Senin, 18 Juni 2012

Puisi . . .


Diam Tanpa Koma . . .


Kau bilang, kau muak dengan puisiku
Maka aku diam.
Kau bilang, kau bosan dengan kalimatku
Maka aku diam tak bicara.
Kau bilang, kau lelah dengan kata
Maka aku diam tanpa bahasa
Kau bilang, kau enggan mendengar
Maka aku diam tanpa koma.

Aku hanya menatapmu
Seperti yang kau mau,
Diam.

Melihatmu berkeluh kesah,
Tanpa komentar, aku tetap hanya diam.
Hingga kau lelah,
Lalu ikut terdiam.

Sejenak hanya ada satu kata,
Diam.

Lalu kau bilang,
Sepi tanpa kata.
Aku tetap diam.
Kau bilang, kau rindu suaraku...
Aku diam membentuk sebuah senyuman
Kau bilang, tak tahan melihatku yang diam

Aku pun seperti yang kau mau,
Tak lagi diam.
Puisi yang sedikit jenaka membuka kedua bibir yang tak tahan lagi untuk melepaskan katup.

Puisi itu...
Puisi ini.

Puisi diam tanpa koma
Yang membuat ringai tak percaya, gembira, di wajahnya..

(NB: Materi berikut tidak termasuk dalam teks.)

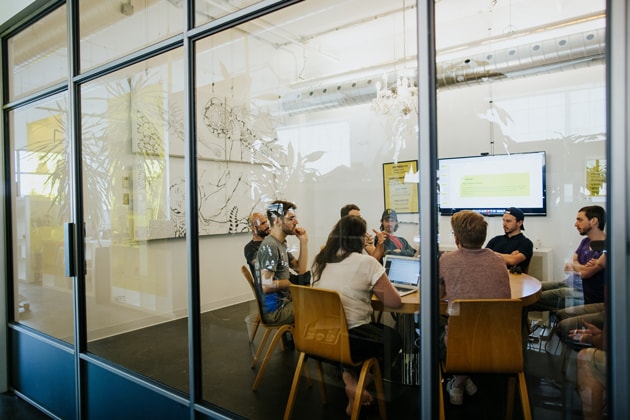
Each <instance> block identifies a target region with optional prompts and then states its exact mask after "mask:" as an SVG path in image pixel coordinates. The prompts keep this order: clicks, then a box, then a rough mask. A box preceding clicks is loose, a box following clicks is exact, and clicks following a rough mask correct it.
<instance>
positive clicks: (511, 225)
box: [436, 0, 607, 418]
mask: <svg viewBox="0 0 630 420" xmlns="http://www.w3.org/2000/svg"><path fill="white" fill-rule="evenodd" d="M561 3H562V4H560V3H556V4H555V6H557V7H550V4H549V2H545V1H510V2H496V1H494V2H487V1H472V2H471V1H459V0H443V1H440V2H436V61H437V63H436V64H437V84H438V88H439V90H438V94H437V116H438V117H437V118H438V158H439V165H438V166H439V195H440V197H439V203H440V217H439V232H440V244H439V246H440V251H443V252H446V254H442V256H441V257H440V264H439V269H440V284H441V286H442V287H443V289H444V293H443V295H442V297H443V298H445V299H447V300H454V299H458V298H466V297H476V298H483V297H486V298H498V297H510V296H511V297H514V298H519V299H521V300H522V301H523V304H524V305H525V309H526V310H525V312H524V314H525V315H524V316H525V320H524V324H526V325H527V329H525V331H524V332H523V337H522V340H523V346H524V350H525V353H524V354H525V364H524V366H525V376H526V382H527V389H528V391H529V402H530V406H531V411H532V413H533V415H534V416H533V417H534V418H556V417H561V416H562V417H563V418H583V417H582V416H584V418H587V417H588V418H591V417H590V416H591V415H592V416H593V418H595V417H596V414H600V415H601V413H602V412H603V410H604V407H603V405H602V399H601V397H602V392H601V391H602V386H603V385H604V384H605V375H604V372H605V370H601V369H602V366H603V362H605V353H603V352H601V351H595V349H596V348H598V346H600V345H601V343H599V342H598V339H597V338H593V337H592V336H590V335H588V334H590V332H588V334H583V335H581V336H577V337H576V336H574V335H573V334H571V332H570V331H571V330H573V329H576V328H582V327H583V326H588V325H590V324H584V323H583V320H585V321H588V322H592V324H593V325H595V326H596V328H597V329H598V331H600V330H601V329H602V328H604V314H605V313H604V312H603V311H604V308H605V302H604V298H605V276H606V275H605V265H606V264H605V263H606V261H605V251H602V247H603V243H602V242H601V241H602V240H603V239H604V238H605V236H606V234H605V232H606V229H607V228H606V227H605V211H606V208H607V199H606V188H605V187H606V173H607V167H606V158H605V157H606V124H605V121H606V112H605V109H606V107H605V85H606V75H605V72H606V69H605V65H604V54H605V31H606V29H605V13H606V10H605V2H604V1H595V2H593V1H576V2H570V4H569V3H568V2H567V3H563V2H561ZM455 28H456V29H455ZM534 156H535V159H534V160H532V159H531V158H532V157H534ZM453 158H463V159H453ZM512 207H515V208H516V209H513V208H512ZM462 210H472V211H473V212H475V213H477V214H481V215H482V217H481V220H480V221H478V222H477V221H474V222H468V223H472V226H479V229H478V230H477V231H476V232H475V231H474V229H473V228H472V227H471V225H470V224H469V225H467V223H466V220H469V221H470V220H474V216H471V215H470V214H468V213H464V212H462ZM506 210H507V211H506ZM456 212H457V213H456ZM453 213H455V215H453ZM484 226H486V227H485V228H484ZM525 228H526V229H525ZM475 238H476V239H475ZM480 242H481V243H480ZM479 247H481V248H486V247H488V248H490V249H488V250H483V249H475V248H479ZM490 251H495V252H496V253H498V254H501V255H500V257H501V258H500V257H499V256H497V255H495V254H493V253H492V252H490ZM471 255H475V257H474V258H473V257H471ZM492 266H496V267H498V268H496V267H495V270H494V271H493V272H494V273H495V274H494V275H492V276H490V275H489V273H490V272H491V267H492ZM506 270H509V271H508V272H507V273H506V272H505V271H506ZM458 273H459V274H458ZM463 280H465V282H466V284H465V285H464V284H463V282H462V281H463ZM490 284H493V285H494V286H492V287H490V286H489V285H490ZM505 284H508V285H509V286H510V287H509V288H508V289H505V288H504V287H503V286H504V285H505ZM523 284H525V285H527V284H529V285H530V286H532V287H533V288H531V289H527V287H526V288H522V289H519V285H523ZM539 288H540V290H541V293H540V294H538V293H536V292H537V290H538V289H539ZM472 294H474V296H473V295H472ZM575 315H581V317H574V316H575ZM442 322H443V324H445V323H446V322H447V319H446V318H444V319H442ZM486 333H487V331H486V330H485V329H484V332H483V334H484V337H485V336H486V335H487V334H486ZM600 338H601V336H600ZM457 345H458V343H457V341H452V337H451V336H450V334H449V341H448V346H447V349H446V353H445V354H446V355H447V357H448V353H449V352H450V351H451V350H450V349H451V346H457ZM586 348H588V349H586ZM599 349H601V347H599ZM601 355H603V356H601ZM600 356H601V357H600ZM447 360H448V359H447ZM447 364H448V363H447ZM587 371H595V372H599V376H597V374H596V375H595V376H593V377H592V382H591V383H583V382H582V380H583V379H584V378H586V377H587V376H586V374H585V372H587ZM469 379H471V380H472V383H474V384H477V387H478V388H479V389H482V388H485V389H486V390H490V391H488V392H495V391H491V390H500V389H501V390H502V389H504V384H502V383H499V382H497V381H494V380H493V381H488V380H487V378H484V376H483V375H470V376H469ZM446 383H447V384H448V385H447V386H445V387H444V392H445V394H444V395H445V410H446V414H447V417H449V416H451V415H456V414H455V413H465V416H466V417H471V418H472V417H475V416H491V417H499V416H502V415H503V414H502V410H503V409H504V408H505V403H504V400H503V396H504V395H505V394H504V392H503V393H500V394H497V395H501V399H497V401H496V404H492V405H491V406H490V409H491V410H496V411H488V410H489V406H488V404H484V403H483V402H482V401H483V400H482V399H480V398H479V397H477V396H470V395H469V394H470V393H471V392H470V390H471V389H474V387H472V386H471V385H470V383H469V382H467V381H466V377H465V376H462V375H455V376H450V375H449V376H447V381H446ZM450 388H453V389H451V390H450V391H449V389H450ZM577 389H580V390H583V392H580V393H578V392H577V391H576V390H577ZM591 391H593V395H592V398H593V399H592V400H591V396H590V395H589V394H590V392H591ZM597 391H598V392H599V394H598V393H597ZM497 392H498V391H497ZM598 396H599V400H597V397H598ZM589 402H592V404H591V406H589ZM460 405H461V407H459V406H460ZM515 410H516V412H517V414H516V415H517V416H518V415H520V413H521V407H519V405H518V404H516V405H515Z"/></svg>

Puisi yang membuat kau tertawa,
Aku hanya membalasnya dengan senyum tanpa dosa.

Dan benar...
Diam itu tanpa koma,
Karena tak ada huruf yang memulainya.

Masih muakkah ?


 
Ujung keraguan . . .



Semuanya telah berlabuh
Dan disini...
Ku masih saja berlayar di laut ragu
Menyusun setiap luka yang semakin membuatnya perih

Biarlah...
Toh, aku menikmati kebingungan ini

Kepasrahan yang tak bertepi
Karena sebuah keyakinan yang terlalu dalam terpatri,
Allah yang Maha Mengetahui
Sang Tahu semua isi hati...

Biarlah...
Toh,aku menikmati kebingungan ini

Jadi berhentilah menghakimi.
Tak ada yang berhak menjadi seorang hakim..
Karena usaha seseorang bukan hanya untuk sepasang mata.
Mengadili sekalipun rasa yang kau sendiri tak mengerti...
Ngerti ?!

Biarlah,
Toh aku menikmati kebingungan ini

Cerita-Nya lebih indah dari cerita yang kuharapkan
Meski itu sungguh membuatku semakin sedih

Toh,Allah ujung dari semua ragu di muka bumi..

Toh...

Toh.

.

...
...

Tetap saja sakitnya sampai ulu hati.